Insurers urged to be clearer about when cover will cease
"Grey areas" continue to cause confusion for employees making cancer claims on private medical insurance (PMI) policies, according to Mercer.
The consultancy has published a new survey of the cancer cover offered by ten providers and is warning that claimants need to be informed from the outset of treatment about what their policy will and will not cover.
"I do not think it is imperative that people buy the most comprehensive cover out there but there has to be clarity about what is and what is not covered," said Naomi Saragoussi, principal at Mercer and author of the survey, which she presented to employers at HCA International's London Bridge hospital yesterday.
Mercer has had queries about "grey areas" including reconstructive surgery, stem cell surgery and Cyberknife, she reported. Although she welcomed the template for cancer cover literature produced by the Association of British Insurers, she warned that this failed to cover "complex procedures".
She also warned that employers tended not to take a proactive approach to reviewing cancer cover and the liability that it presents.
"We have to be clear that many people start reviewing cancer costs at the point when they have a cancer claim but that is like bolting the stable door after the horse has bolted," she said. "We need to understand what measures we can take before these claims take place and to ensure that what is in the handbook and what happens in practice is consistent."

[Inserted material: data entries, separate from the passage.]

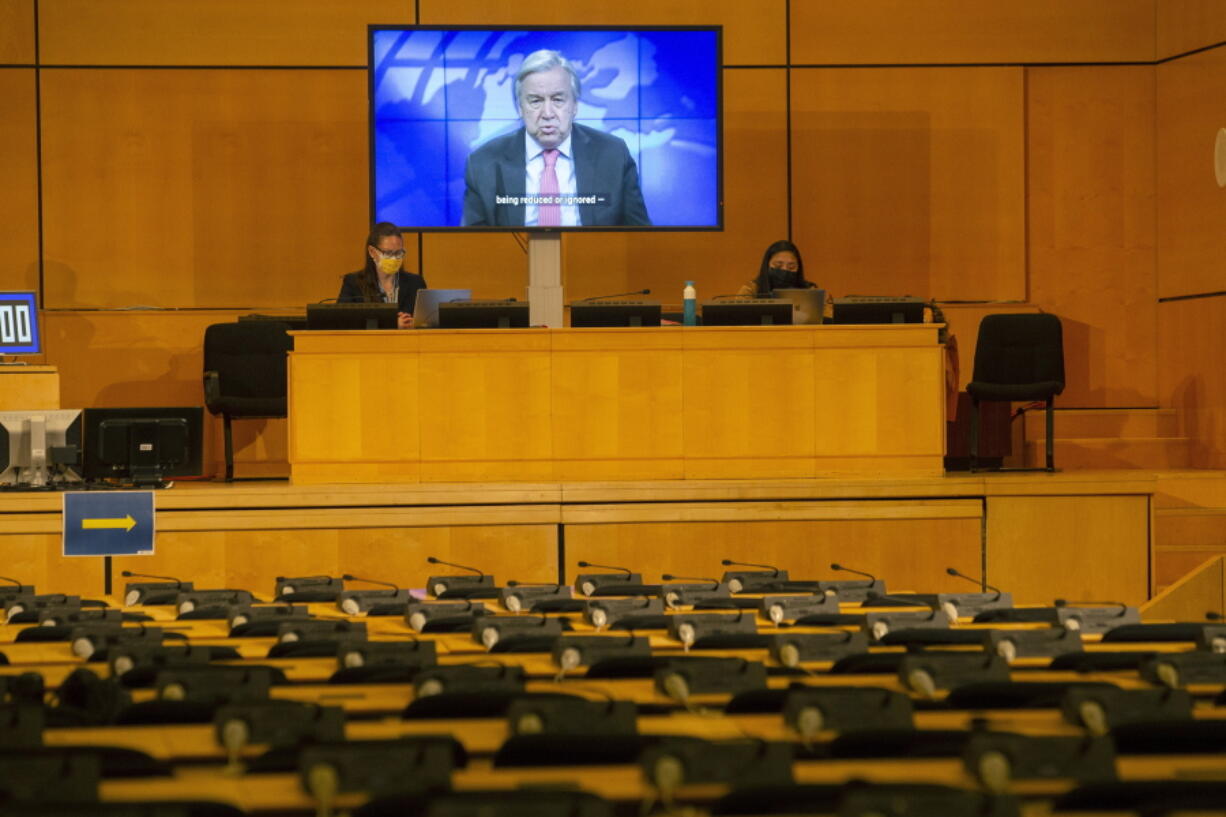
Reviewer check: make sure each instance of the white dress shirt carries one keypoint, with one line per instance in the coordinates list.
(564, 167)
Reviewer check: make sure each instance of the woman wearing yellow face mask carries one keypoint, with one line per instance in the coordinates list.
(383, 280)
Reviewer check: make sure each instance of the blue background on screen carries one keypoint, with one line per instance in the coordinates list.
(440, 93)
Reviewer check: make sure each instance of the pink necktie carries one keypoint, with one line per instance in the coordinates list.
(549, 215)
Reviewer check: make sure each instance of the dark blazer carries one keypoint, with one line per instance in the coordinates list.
(602, 166)
(353, 292)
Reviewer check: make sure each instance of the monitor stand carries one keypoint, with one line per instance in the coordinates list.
(544, 280)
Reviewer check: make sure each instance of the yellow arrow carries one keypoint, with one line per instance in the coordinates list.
(126, 523)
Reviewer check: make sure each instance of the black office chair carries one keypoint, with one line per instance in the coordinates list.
(245, 373)
(1018, 357)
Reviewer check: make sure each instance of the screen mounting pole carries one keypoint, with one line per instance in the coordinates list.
(544, 280)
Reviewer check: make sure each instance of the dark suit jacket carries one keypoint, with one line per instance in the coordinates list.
(408, 282)
(602, 166)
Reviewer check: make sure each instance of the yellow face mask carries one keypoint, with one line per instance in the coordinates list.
(390, 265)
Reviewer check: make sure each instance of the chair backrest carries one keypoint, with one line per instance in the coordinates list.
(249, 357)
(1019, 349)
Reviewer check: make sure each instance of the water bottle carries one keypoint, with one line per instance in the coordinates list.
(689, 297)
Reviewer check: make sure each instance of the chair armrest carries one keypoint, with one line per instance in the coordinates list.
(212, 390)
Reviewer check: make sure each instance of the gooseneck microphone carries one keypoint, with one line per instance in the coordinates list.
(606, 567)
(985, 584)
(835, 566)
(433, 560)
(348, 577)
(670, 577)
(616, 295)
(129, 574)
(765, 567)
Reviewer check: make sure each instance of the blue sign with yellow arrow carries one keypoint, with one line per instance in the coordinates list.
(112, 523)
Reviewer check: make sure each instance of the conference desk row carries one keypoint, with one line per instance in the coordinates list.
(695, 402)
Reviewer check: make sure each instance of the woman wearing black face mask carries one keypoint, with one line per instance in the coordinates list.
(781, 269)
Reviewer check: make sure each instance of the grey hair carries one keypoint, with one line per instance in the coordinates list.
(546, 60)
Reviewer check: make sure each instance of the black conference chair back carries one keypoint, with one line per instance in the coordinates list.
(245, 373)
(1018, 357)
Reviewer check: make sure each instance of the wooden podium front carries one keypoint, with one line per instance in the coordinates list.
(538, 405)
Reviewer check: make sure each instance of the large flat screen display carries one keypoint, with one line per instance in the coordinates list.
(546, 128)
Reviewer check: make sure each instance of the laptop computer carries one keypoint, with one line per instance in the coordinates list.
(426, 308)
(808, 306)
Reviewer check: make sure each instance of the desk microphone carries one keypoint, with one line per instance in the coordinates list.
(835, 566)
(348, 577)
(433, 560)
(129, 574)
(616, 295)
(1066, 602)
(606, 567)
(765, 567)
(670, 577)
(978, 582)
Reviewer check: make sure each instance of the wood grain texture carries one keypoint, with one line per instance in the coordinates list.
(753, 33)
(1191, 379)
(1187, 25)
(1091, 205)
(16, 32)
(891, 32)
(1073, 547)
(30, 388)
(911, 180)
(212, 32)
(19, 168)
(1191, 206)
(535, 405)
(202, 188)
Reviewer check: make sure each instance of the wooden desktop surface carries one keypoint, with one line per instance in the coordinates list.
(616, 404)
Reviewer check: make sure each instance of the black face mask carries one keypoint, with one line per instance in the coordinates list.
(782, 279)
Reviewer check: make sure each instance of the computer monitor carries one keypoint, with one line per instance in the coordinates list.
(144, 445)
(878, 309)
(483, 314)
(747, 312)
(446, 126)
(352, 315)
(41, 449)
(426, 307)
(614, 313)
(19, 324)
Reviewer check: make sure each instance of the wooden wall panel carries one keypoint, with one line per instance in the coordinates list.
(910, 553)
(891, 32)
(193, 188)
(16, 32)
(753, 32)
(212, 32)
(1192, 335)
(1090, 138)
(1056, 547)
(1187, 25)
(153, 358)
(19, 168)
(911, 182)
(1191, 206)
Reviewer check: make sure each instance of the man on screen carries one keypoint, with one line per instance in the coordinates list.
(552, 172)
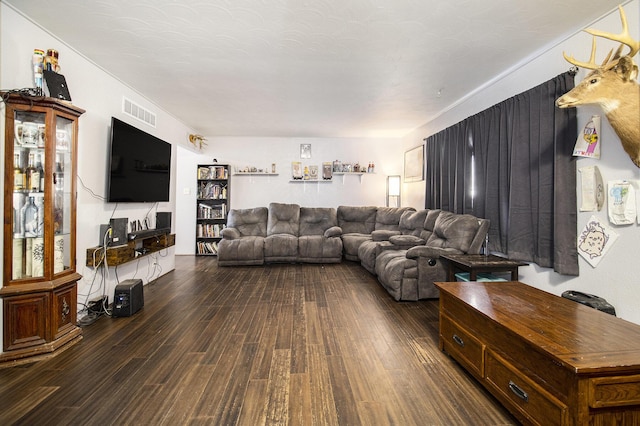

Although several providers offer employers options about the extent to which cancer is covered, most employers simply follow the "default" option offered by the insurer (for example, treatment with biological therapies for 12 months only), according to Saragoussi
The survey of providers indicates that little has changed since 2008, when Mercer conducted a similar survey in partnership with the charity CancerBackup (now Macmillan Cancer Support). Most providers still say that they do not cover palliative care or treatment for terminal cancer and Mercer believes that there is still a lack of clarity about when treatment will cease.
Impact of NHS reforms
Saragoussi also provided an overview of Mercer's predictions for the impact of NHS reforms on PMI cover.
"GPs [when they take responsibility for commissioning care] will prefer that patients are funded by the private sector so that they have a larger pot [of budget]," she predicted. "We will see people being sent down the private route."
Although she said that the NHS is "very good" for cancer treatment, she highlighted a report from the Rarer Cancers Foundation which indicates that one in four rare cancers is diagnosed late. Drugs not approved by the National Institute for Health and Clinical Excellence (NICE) are also a driver of private sector cover, she said.
"We find that some of the care that is needed cannot be provided whereas in the private sector if there is evidence that a treatment works then it can be provided," she said. "But they are expensive so it can have quite a large impact. From our expectation and experience what we see is that people in the private sector have a longer life expectancy and I would say that is very much tied with the treatments being received."